3. Em quem está nossa alegria? A nossa alegria está pautada no Senhor, mas somente temos plena consciência disso conforme andamos com ele e nos habituamos a perceber sua boa mão nos conduzindo através da jornada. E a nossa alegria, que procede do Senhor, precisa estar no reconhecimento de nossa dependência dele e de seus atributos perfeitos e eternos. Quanto mais e mais corretamente adoramos a Deus, mais seremos alegres, porque a nossa alegria não se pauta nas coisas desta vida, mas naquelas que procedem do Senhor. Antes de tudo, lembremos que a alegria é parte do fruto do Espírito Santo em nossa vida4, o que nos deixa em posição mais que privilegiada em relação às pessoas que nos cercam e que ainda não conhecem o Senhor como Salvador pessoal: diante das agruras da vida, elas tendem ao desespero, enquanto nós tendemos à esperança nas ações de Deus e em seu livramento. Essa mesma alegria que procede de Deus nos fortalece5 e não nos deixa sucumbir diante das dificuldades da vida. Ao final de tudo, somente aqueles que se tornam filhos de Deus e nele são alegres podem honrar e glorificar a Deus de tal forma que ele aceite a adoração, o que redundará em glória ao seu santo e bendito nome.

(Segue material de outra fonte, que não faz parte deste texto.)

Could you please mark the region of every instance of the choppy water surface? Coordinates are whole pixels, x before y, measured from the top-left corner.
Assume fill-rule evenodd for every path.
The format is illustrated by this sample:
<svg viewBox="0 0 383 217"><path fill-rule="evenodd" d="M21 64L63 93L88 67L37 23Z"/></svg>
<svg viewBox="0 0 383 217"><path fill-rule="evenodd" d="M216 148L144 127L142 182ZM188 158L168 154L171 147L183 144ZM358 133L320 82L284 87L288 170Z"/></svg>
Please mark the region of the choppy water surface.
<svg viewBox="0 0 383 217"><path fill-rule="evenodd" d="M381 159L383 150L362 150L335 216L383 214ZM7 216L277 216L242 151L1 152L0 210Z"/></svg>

Por isso finalizamos este trecho com a resposta dada pela Escritura: “Bendito o Deus e Pai de nosso Senhor Jesus Cristo, que nos tem abençoado com toda sorte de bênção espiritual nas regiões celestiais em Cristo, assim como nos escolheu nele antes da fundação do mundo, para sermos santos e irrepreensíveis perante ele; e em amor nos predestinou para ele, para a adoção de filhos, por meio de Jesus Cristo, segundo o beneplácito de sua vontade, para louvor da glória de sua graça, que ele nos concedeu gratuitamente no Amado” (Efésios 1.3-6).